TLDR
- California insurers declined to renew 2.8M homeowner policies between 2020-2022
- Economic losses from recent LA fires estimated at $135 billion
- Many insurance companies are dropping coverage or refusing new policies
- The state’s FAIR Plan (insurer of last resort) faces potential funding shortages
- Insurance costs are rising dramatically for California homeowners
California homeowners face an intensifying insurance crisis as major carriers continue to exit the market and remaining insurers raise rates in response to mounting wildfire losses.
Between 2020 and 2022, insurance companies declined to renew 2.8 million homeowner policies across California, with 531,000 cancellations in Los Angeles County alone. While some policies were voluntarily dropped by homeowners, insurance companies initiated most of these non-renewals.
The recent Los Angeles fires, which have forced thousands to evacuate, are expected to worsen an already strained insurance marketplace. Early estimates place economic losses from these fires at $135 billion, adding pressure to insurers already reluctant to maintain coverage in high-risk areas.
Mark Newman-Kuzel, president of The Mark Newman-Kuzel Agency in Los Angeles, reports that at least six of his clients have lost their homes in the current fires.
“Insurance is going to be even harder to come by and it is going to get incredibly more expensive than it already is,” he said.
The impact extends beyond areas directly affected by fires. Insurance companies are increasingly viewing entire regions as high-risk, leading to policy cancellations even in areas that haven’t experienced recent wildfires.
One example is the case of 90-year-old Los Angeles County residents whose insurance was canceled after 75 years with the same provider. Their daughter, Lynne Levin-Guzman, was forced to defend their property with a garden hose during recent fires due to lack of coverage.
The California FAIR Plan, the state’s insurer of last resort, is experiencing increased strain as more homeowners turn to it for coverage. Consumer advocates warn that the FAIR Plan could face funding shortages, potentially requiring it to seek additional funding from private insurers operating in the state.
This potential funding requirement could create a negative feedback loop, as private insurers might become even more hesitant to write policies in California if they face additional FAIR Plan assessments.
For homeowners who can maintain coverage, insurance costs are rising sharply. Many residents report premium increases of several hundred percent when renewing their policies.

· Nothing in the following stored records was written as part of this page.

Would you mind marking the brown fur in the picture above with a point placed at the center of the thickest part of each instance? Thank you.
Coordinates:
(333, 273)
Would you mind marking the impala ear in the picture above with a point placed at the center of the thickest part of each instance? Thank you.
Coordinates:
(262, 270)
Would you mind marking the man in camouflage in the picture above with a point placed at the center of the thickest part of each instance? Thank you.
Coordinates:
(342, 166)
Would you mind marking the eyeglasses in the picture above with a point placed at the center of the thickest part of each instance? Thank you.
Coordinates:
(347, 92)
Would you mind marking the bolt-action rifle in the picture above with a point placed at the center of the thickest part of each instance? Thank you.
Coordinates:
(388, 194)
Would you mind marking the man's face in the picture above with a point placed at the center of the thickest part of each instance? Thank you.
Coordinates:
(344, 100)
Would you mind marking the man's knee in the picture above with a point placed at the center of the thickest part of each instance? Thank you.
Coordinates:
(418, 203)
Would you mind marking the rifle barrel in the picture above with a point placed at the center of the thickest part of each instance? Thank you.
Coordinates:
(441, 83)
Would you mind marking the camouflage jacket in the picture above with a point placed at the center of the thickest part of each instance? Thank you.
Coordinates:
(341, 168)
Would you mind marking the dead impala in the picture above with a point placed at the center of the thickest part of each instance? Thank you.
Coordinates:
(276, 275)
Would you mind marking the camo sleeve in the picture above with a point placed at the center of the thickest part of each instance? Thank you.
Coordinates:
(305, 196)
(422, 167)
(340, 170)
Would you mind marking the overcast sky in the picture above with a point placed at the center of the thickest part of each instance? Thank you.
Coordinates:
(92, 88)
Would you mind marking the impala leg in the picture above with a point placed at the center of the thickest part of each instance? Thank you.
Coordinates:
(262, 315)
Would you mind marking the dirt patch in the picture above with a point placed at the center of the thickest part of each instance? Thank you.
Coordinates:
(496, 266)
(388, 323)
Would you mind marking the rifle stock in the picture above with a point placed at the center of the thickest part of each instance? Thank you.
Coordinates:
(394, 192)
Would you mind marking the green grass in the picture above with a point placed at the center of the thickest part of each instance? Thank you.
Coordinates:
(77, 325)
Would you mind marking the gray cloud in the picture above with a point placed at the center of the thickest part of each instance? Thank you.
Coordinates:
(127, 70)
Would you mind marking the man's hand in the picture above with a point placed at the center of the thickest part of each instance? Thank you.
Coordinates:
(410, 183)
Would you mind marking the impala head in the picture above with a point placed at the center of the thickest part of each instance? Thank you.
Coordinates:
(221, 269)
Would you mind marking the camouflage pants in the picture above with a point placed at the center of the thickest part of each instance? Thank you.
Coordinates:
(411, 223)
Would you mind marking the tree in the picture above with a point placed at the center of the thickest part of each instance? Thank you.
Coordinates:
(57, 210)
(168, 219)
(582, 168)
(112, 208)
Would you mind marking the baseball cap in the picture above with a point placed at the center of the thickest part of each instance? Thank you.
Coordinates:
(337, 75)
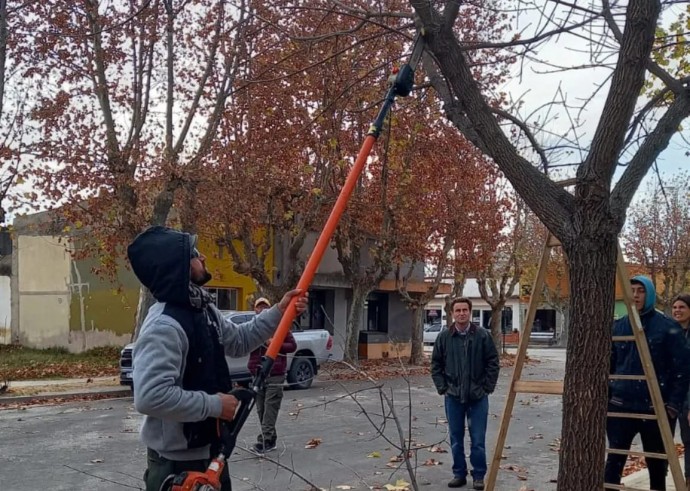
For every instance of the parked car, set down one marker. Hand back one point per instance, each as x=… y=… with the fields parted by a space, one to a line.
x=314 y=347
x=431 y=332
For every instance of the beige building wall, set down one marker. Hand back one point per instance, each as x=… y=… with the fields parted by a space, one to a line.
x=43 y=275
x=5 y=310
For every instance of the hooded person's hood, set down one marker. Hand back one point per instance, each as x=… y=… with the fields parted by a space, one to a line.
x=650 y=293
x=160 y=258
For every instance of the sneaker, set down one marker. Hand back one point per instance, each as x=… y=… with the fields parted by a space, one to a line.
x=262 y=448
x=457 y=482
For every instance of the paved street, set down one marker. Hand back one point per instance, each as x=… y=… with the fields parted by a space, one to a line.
x=95 y=445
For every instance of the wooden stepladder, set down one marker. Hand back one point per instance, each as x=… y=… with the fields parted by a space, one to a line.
x=555 y=387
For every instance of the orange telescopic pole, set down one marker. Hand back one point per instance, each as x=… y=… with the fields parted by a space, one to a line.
x=401 y=83
x=321 y=245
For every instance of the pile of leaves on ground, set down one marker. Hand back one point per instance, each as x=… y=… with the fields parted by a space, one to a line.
x=21 y=363
x=635 y=463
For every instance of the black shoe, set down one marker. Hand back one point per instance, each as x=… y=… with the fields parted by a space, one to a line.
x=262 y=448
x=457 y=482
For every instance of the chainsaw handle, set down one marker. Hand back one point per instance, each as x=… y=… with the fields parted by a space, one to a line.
x=228 y=430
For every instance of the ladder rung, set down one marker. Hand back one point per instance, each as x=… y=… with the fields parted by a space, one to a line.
x=622 y=486
x=614 y=376
x=539 y=386
x=631 y=415
x=651 y=455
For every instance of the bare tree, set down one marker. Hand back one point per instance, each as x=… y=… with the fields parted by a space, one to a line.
x=588 y=222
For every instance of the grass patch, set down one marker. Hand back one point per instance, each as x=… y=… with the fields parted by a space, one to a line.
x=20 y=363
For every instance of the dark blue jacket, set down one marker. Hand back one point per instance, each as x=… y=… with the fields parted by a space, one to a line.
x=669 y=352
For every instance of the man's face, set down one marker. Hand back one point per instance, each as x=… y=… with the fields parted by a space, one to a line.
x=198 y=273
x=639 y=295
x=461 y=313
x=681 y=312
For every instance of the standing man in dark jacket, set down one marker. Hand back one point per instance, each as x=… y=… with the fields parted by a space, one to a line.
x=180 y=375
x=269 y=399
x=670 y=358
x=464 y=367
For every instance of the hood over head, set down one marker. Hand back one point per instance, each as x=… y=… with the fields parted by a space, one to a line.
x=650 y=292
x=160 y=258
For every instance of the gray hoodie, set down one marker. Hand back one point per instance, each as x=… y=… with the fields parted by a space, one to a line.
x=161 y=350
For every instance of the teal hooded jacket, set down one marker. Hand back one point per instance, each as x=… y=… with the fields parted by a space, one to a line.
x=670 y=356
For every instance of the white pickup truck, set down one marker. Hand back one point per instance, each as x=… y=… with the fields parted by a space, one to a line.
x=314 y=346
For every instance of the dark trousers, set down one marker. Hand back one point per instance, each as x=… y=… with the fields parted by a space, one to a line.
x=158 y=468
x=621 y=432
x=476 y=413
x=685 y=436
x=267 y=406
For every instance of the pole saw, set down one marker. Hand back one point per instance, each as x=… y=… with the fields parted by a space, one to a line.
x=400 y=84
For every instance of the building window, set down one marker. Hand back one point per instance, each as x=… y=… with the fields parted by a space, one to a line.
x=225 y=298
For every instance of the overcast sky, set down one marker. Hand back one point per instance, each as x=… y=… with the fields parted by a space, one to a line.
x=531 y=84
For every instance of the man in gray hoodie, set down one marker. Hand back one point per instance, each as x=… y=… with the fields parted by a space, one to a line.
x=180 y=375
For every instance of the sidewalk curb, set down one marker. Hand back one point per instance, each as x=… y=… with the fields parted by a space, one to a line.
x=116 y=391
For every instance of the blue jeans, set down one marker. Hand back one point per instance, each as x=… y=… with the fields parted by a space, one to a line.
x=477 y=413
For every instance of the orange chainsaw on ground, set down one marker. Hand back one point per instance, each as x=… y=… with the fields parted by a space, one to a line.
x=400 y=84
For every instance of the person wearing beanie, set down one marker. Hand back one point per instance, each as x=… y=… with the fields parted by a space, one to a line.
x=180 y=375
x=670 y=358
x=269 y=399
x=680 y=310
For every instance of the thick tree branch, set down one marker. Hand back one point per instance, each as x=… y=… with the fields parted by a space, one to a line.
x=655 y=143
x=549 y=201
x=673 y=84
x=626 y=84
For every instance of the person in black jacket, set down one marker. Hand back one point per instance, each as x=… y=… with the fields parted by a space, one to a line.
x=670 y=359
x=464 y=368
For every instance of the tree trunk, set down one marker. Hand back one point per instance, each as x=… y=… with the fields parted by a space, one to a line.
x=359 y=295
x=417 y=338
x=495 y=326
x=145 y=302
x=563 y=340
x=587 y=362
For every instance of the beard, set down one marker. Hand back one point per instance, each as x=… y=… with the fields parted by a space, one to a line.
x=202 y=279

The California Department of Insurance data shows the scope of the crisis is unprecedented in the state’s history. The 2.8 million non-renewed policies between 2020 and 2022 represent a substantial portion of the state’s insured properties.
Insurance agents across the state report increasing difficulty in finding coverage for their clients. Many are forced to piece together multiple policies to provide adequate protection, often at much higher costs than traditional single-policy coverage.
The crisis affects both urban and rural areas, with some regions seeing nearly complete withdrawal of major insurance carriers from their markets.
Recent fires in Los Angeles have only accelerated these trends, with insurance companies reviewing their exposure in real-time as fires continue to burn.
The most recent data shows that thousands of homeowners are being forced into the FAIR Plan each month, despite its higher costs and more limited coverage options.
Current estimates indicate that insurance premiums in high-risk areas have increased by an average of 300% in the past three years, with some homeowners reporting even larger increases.